Günümüzde engelli bireylerin istihdamı, hâlâ çözülmesi gereken önemli bir toplumsal sorun olarak karşımızda duruyor. Bu durum yalnızca mavi yaka işler için değil; eğitimini tamamlamış ve mesleğini icra etmek isteyen engelli bireyler için de geçerli. Örneğin, bir engelli diyetisyen olarak mesleğimi yapmak isterken karşılaştığım zorluklar, sadece fiziki erişim engelleriyle sınırlı değil…
Kamu kurumlarında engelli sağlık personelinin istihdamı, yetersiz atama kontenjanları nedeniyle oldukça sınırlandırılmış durumda.
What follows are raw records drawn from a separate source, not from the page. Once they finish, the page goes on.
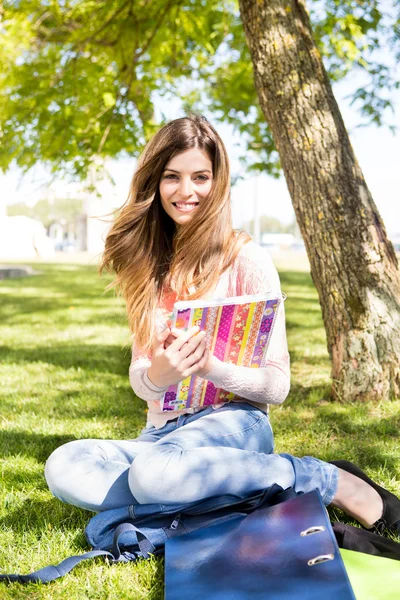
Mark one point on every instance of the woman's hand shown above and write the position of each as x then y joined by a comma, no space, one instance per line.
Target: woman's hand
209,358
184,354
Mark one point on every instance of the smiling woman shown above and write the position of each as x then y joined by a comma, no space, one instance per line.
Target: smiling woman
174,240
185,182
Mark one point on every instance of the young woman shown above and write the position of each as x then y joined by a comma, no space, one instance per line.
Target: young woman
173,239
Özel sektörde ise işler daha da karmaşık. Engelli kotası var ama çoğu yerde ya kullanılmıyor ya da sadece göstermelik işe alımlarla geçiştiriliyor. Liyakate dayalı değil, tanıdıkla, torpille yürüyen sistemde engelli diyetisyenlere sıra gelmiyor.
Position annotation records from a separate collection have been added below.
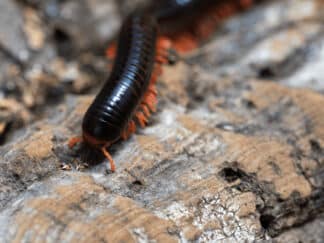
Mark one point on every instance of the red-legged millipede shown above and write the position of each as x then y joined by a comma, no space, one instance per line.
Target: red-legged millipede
129,95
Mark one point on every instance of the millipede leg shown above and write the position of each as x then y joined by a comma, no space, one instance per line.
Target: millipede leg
110,159
74,141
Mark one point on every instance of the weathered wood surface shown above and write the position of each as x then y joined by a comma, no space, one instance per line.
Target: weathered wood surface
235,151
Diyetisyenlik; birebir iletişim ve bilimsel danışmanlık temeline dayalı bir meslektir. Engelli bir birey olarak empati yeteneğimiz, yaşam tecrübemiz ve mesleki bilgimizle çok değerli katkılar sunabiliriz. Ancak bu katkıyı gösterebilmemiz için önce bir fırsata ihtiyacımız var olduğunu düşünmekteyim.
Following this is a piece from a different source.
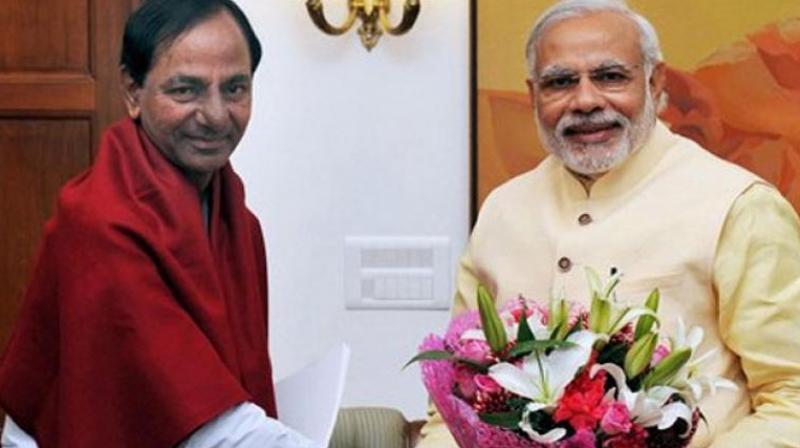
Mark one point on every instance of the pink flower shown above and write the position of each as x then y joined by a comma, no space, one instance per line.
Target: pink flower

Engelli sağlık profesyonellerine kapı aralamak; yalnızca bir istihdam politikası değil, aynı zamanda toplumsal kapsayıcılığın da bir göstergesidir. Kamuda daha fazla kontenjan açılmalı, özel sektörde teşvikler artırılmalı ve en önemlisi, önyargılar yıkılmalıdır.
Unutmayalım: Engelli bireyler değil, fırsat eşitsizliği engel yaratır.